So I have this script that scrape data to a website, its getting and downloading a CSV and its process the CSV row by row and converts it into TSV, once that finished the TSV file will be converted into a HTML file. I'm done the rest of that but the output that I'm getting is some what messed up, the script goes to different table pages on the source site and downloads a dynamically generated CSV file; that CSV file is then turned into a TSV file that we then turn into HTML. The CSV file seems to be sorted by the first column for each row that is returned but not based on any of the other columns in the same row. Therefore what is happening is that entries with the same first column values can be jumbled up from one download to the next download of the same file.
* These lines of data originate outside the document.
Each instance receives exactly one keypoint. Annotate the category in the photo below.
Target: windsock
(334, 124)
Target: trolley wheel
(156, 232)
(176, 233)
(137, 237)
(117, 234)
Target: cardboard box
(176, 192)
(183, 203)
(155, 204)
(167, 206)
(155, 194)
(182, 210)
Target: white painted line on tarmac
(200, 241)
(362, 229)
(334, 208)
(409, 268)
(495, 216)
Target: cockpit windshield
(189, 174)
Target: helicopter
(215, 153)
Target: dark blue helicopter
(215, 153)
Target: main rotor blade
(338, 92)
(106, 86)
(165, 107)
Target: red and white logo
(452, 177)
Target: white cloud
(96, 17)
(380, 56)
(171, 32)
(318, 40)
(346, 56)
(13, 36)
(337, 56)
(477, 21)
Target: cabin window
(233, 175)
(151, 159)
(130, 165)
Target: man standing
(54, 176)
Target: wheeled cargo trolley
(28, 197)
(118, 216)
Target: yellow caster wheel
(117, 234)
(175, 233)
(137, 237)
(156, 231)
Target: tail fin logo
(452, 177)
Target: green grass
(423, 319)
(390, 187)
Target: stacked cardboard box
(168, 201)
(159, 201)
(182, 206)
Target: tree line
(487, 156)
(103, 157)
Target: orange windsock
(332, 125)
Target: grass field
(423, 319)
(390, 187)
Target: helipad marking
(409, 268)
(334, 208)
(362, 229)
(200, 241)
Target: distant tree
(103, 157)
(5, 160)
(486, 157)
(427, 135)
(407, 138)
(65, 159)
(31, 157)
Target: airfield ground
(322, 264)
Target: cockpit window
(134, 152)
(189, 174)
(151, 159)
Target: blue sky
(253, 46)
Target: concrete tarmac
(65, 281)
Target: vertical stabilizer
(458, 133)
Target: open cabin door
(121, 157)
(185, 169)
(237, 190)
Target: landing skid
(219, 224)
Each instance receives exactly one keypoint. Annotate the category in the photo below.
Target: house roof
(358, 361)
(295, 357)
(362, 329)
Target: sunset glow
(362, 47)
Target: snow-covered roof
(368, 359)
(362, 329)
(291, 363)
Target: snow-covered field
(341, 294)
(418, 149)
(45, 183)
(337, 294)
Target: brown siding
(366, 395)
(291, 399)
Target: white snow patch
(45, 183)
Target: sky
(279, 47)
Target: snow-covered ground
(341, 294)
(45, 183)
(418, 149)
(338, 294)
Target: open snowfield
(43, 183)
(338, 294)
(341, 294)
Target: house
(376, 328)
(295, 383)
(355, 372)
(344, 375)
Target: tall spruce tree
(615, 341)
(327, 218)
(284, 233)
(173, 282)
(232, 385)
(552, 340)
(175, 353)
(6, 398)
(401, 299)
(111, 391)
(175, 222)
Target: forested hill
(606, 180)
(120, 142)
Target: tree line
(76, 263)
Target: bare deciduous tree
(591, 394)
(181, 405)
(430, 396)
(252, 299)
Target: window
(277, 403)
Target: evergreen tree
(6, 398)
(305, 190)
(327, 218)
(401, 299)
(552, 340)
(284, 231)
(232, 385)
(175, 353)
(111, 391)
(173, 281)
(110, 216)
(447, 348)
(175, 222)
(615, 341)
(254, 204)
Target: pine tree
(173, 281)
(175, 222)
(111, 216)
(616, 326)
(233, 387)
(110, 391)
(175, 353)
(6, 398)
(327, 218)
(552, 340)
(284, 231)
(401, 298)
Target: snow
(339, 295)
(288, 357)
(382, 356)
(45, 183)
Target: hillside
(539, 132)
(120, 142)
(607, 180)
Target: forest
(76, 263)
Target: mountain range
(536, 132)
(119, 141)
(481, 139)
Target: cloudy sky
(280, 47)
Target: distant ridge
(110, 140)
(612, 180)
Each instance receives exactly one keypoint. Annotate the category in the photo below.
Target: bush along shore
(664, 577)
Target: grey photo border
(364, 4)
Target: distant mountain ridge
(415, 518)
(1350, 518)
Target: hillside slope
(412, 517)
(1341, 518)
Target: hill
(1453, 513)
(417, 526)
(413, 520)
A visual representation of only sorting by the first column this follows with numbers representing column data:
1st Download:
1-1
1-2
1-3
2-1
2-2
2-3
3-1
3-2
3-3
2nd Download:
1-1
1-3
1-2
2-2
2-1
2-3
3-3
3-2
3-1
So what I have in mind is the process will be like this, download the CSV file from the source and then perform a sort on the lines in that CSV file to normalize them for comparison to one another before writing the TSV or HTML files. This should allow for accurate comparison for updated data files. but I didn't know how to do this my logic is like this
So I will put the function between the 1. and 2. before it process the CSV file into TSV File I want the content of the CSV is already sorted.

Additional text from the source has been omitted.